Edit: What I'm saying here is something needs to be special about this new GT500 or I just don't care about getting it. Unreal power, DCT, extreme weight savings etc. Just one of those would do it. A 700HP supercharged, 4000 lb auto isn't a must buy IMO. I can get that in the new PP2 and put a supercharger on it for less.
Yes it needs to have 800, its not a ****ing GT350 we already have that cute little car. And no one said 30 grand, but it damn sure better not cost 100K, its a mustang not a freaking ferrari. Get real.
The way y'all are talking, you don't even want it to be priced the same as the so-called competition. Don't be ridiculous. Ford has zero interest or mission to chase after Hellcats and Demons. Funny how nobody says shit about the ZL1 not having 700+HP to compete with the Hellcat in drag races. The Camaro is in the exact same slot as the Mustang. The Camaro gets a pass for not chasing a straight line car, but the top dog Mustang has to keep being a knuckledragger?
For the first 5 laps.
You keep telling yourself that....
I don’t need to. It’s in print from one of the major magazines. I believe car and driver. Brakes don’t last more than 5 hard laps.
Lets see a link...
Cute little car that’s rated better than the 120k Porsche gt4.
If they can keep it at 3600lbs 700-750hp would be amazing.
“At the Jacques Villeneuve–designed Area 27 in British Columbia, we ran 40-plus laps of the 3.0-mile circuit. It was the brakes—the iron-rotor units carry over from the regular ZL1 except for the ABS calibration—rather than spent tires that prevented us from turning more than five hot laps at a time; the pedal gets a little long on the fifth lap.”
Very different from the 350R config:
“This cooling became necessary when Ford decided to perform a durability test for the GT350R that consisted of a 24-hour run at a racetrack where the lap times were kept within three percent of the car’s flat-out max. The only things that could be replaced during the 24-hour run were brake pads, tires, and fuel. Any other failures and it was back to the drawing board.”
I love the ZL1, the GT350, and the GT500's of recent past. Great hardware in all of them that you can really exploit at a given track. The brakes on all of them have really evolved and are a huge leap from anything the domestics offered in the past.

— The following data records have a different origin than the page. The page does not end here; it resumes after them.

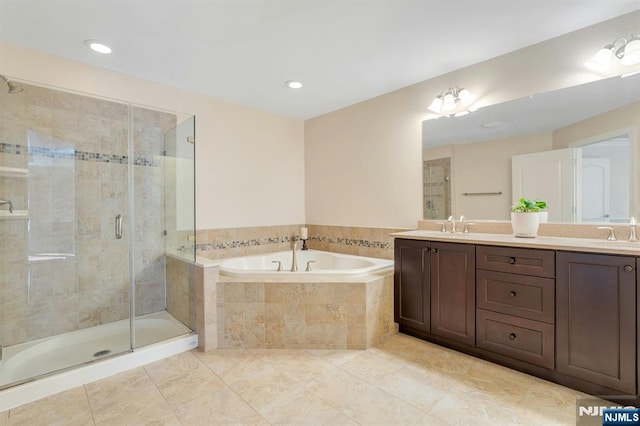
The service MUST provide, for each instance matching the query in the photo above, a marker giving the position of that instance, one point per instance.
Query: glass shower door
(64, 281)
(164, 208)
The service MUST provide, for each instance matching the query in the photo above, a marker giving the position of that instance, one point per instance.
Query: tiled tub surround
(192, 296)
(316, 314)
(235, 242)
(74, 150)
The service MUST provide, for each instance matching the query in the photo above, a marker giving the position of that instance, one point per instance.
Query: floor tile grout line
(86, 395)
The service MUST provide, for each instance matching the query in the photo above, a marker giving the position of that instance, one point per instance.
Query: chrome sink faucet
(452, 220)
(294, 262)
(3, 202)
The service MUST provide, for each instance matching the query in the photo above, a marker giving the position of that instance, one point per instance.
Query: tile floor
(404, 381)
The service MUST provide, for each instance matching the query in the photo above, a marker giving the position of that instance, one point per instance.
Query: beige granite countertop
(541, 242)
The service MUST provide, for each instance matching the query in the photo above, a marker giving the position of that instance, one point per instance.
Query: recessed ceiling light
(492, 124)
(292, 84)
(97, 46)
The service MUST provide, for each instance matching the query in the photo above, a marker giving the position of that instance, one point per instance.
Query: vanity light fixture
(626, 50)
(292, 84)
(453, 102)
(97, 46)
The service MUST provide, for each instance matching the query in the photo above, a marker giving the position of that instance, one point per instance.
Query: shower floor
(31, 359)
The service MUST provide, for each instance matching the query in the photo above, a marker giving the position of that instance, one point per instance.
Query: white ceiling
(344, 51)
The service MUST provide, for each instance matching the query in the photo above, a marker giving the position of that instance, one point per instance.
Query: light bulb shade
(449, 102)
(631, 52)
(601, 60)
(465, 95)
(436, 105)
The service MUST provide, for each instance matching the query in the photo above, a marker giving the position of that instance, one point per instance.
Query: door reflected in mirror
(588, 135)
(603, 180)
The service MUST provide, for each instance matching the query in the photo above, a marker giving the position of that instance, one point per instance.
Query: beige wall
(249, 163)
(363, 163)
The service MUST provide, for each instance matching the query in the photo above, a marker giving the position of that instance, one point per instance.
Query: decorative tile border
(39, 151)
(278, 240)
(223, 245)
(353, 242)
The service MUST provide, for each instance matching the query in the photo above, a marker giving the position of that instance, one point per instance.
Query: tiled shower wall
(436, 175)
(63, 162)
(233, 242)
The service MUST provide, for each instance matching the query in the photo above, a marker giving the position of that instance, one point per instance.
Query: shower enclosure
(94, 195)
(436, 188)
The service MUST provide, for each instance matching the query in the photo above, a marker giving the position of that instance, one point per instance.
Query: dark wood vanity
(566, 316)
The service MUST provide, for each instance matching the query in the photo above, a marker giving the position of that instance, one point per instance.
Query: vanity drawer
(539, 263)
(519, 338)
(519, 295)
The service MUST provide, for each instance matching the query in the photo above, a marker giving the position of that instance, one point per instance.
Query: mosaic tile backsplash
(233, 242)
(73, 151)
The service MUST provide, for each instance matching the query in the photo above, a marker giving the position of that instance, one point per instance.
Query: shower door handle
(118, 229)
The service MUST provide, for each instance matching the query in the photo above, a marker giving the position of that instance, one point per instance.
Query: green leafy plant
(524, 205)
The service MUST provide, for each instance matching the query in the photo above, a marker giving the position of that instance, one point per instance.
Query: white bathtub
(324, 264)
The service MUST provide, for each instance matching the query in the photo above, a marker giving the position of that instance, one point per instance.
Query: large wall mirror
(575, 148)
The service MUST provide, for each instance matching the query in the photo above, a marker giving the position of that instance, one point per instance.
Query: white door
(594, 191)
(548, 176)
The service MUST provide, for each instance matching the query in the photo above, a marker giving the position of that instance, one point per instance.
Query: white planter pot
(544, 216)
(525, 224)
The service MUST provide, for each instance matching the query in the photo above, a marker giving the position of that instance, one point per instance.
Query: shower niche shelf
(13, 172)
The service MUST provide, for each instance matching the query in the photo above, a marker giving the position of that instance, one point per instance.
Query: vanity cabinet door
(596, 319)
(453, 307)
(411, 284)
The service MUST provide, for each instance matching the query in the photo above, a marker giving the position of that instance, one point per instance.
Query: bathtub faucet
(294, 263)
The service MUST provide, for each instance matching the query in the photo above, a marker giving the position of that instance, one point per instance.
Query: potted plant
(525, 217)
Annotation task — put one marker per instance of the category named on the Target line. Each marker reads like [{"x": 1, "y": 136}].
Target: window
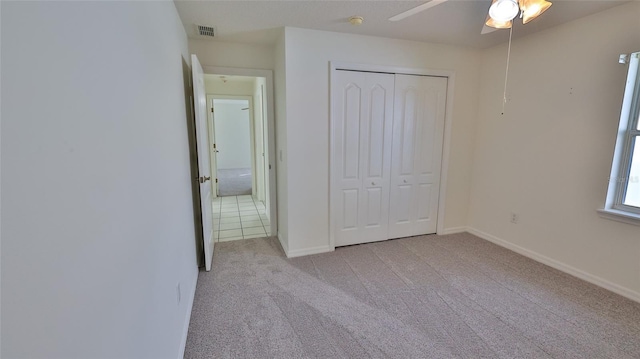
[{"x": 623, "y": 197}]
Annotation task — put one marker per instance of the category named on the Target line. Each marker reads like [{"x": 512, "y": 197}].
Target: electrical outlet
[
  {"x": 178, "y": 293},
  {"x": 514, "y": 218}
]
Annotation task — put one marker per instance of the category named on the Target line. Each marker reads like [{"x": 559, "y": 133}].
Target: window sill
[{"x": 620, "y": 216}]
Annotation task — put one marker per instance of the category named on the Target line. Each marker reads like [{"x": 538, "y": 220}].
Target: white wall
[
  {"x": 224, "y": 54},
  {"x": 549, "y": 157},
  {"x": 233, "y": 134},
  {"x": 308, "y": 53},
  {"x": 215, "y": 86},
  {"x": 282, "y": 185},
  {"x": 261, "y": 151},
  {"x": 97, "y": 215}
]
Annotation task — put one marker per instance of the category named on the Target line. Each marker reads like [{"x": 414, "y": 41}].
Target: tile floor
[{"x": 239, "y": 217}]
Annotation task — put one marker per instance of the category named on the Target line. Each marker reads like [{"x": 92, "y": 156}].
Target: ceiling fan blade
[
  {"x": 487, "y": 29},
  {"x": 416, "y": 10}
]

Thanks to my wife's company (Caliperfexion) I've had the opportunity to talk to some really fascinating people involved in the design and manufacture of these high performing braking systems. With respect to the system on the GT350, the one thing that sticks out in my mind is the stiffness Ford engineers achieved with the unique aluminum knuckle, Explorer Police-based hub pieces, SHW rotor, and "bridged" Brembo caliper. All of which translates into superb feel at the pedal.

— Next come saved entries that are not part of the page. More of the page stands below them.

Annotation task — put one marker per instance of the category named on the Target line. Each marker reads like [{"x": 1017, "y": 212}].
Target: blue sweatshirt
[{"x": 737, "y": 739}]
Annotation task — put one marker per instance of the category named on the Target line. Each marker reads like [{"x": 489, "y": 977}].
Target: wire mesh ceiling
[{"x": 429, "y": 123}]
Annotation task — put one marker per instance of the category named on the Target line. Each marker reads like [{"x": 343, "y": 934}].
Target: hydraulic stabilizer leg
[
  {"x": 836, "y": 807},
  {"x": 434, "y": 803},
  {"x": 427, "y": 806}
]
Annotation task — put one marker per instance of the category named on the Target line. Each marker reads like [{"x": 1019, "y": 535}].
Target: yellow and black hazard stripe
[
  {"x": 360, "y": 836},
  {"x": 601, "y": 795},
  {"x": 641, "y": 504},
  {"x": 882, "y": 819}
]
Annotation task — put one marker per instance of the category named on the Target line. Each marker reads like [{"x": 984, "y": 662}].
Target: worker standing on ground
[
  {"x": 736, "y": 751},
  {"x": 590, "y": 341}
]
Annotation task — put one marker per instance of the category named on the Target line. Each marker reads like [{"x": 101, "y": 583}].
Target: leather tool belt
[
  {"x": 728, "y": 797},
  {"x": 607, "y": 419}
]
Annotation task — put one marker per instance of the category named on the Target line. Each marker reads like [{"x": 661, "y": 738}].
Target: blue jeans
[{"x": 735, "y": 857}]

I asked specifically about any measured increase in caliper stiffness by casting in the bridge and Ford engineers assured me it made a difference. When I pointed out that the Camaro still used an open body caliper and mentioned the brake performance of that car I got all smiles - the Ford/Brembo caliper is indeed stiffer. Small differences that when added up make for a great overall system.
Juggling pad compounds, rotor styles, caliper mount configurations, achieving optimum bias, not to mention the advanced electronic brake controls we have in place - mind boggling if you happened to have lived and drove when drum brakes were common place. GM will has and will continue to improve their brake systems as will Ford (Chrysler too, the "AMC" of the bunch). If there is a deficiency I have little doubt that it will be corrected. The system on the next track star Mustang is going to be a truly great one. Can't wait!
Going to have to start another thread to get to the bottom of this question.
My wife when we were dating asked "why Mustangs?" and while there is more than one answer I told her it's "the cheapest way to go fast." Point being that the Mustang is a great example of a car you make your own and enjoy in multiple ways. Thankfully we have performance that I couldnt even imagine when I bought my first Mustang, a used '86 GT in '97.
Fun to have some debates here but I doubt anyone of us can complain about how many badass options exist today.
Absolutely not. They're wicked straight from the factory.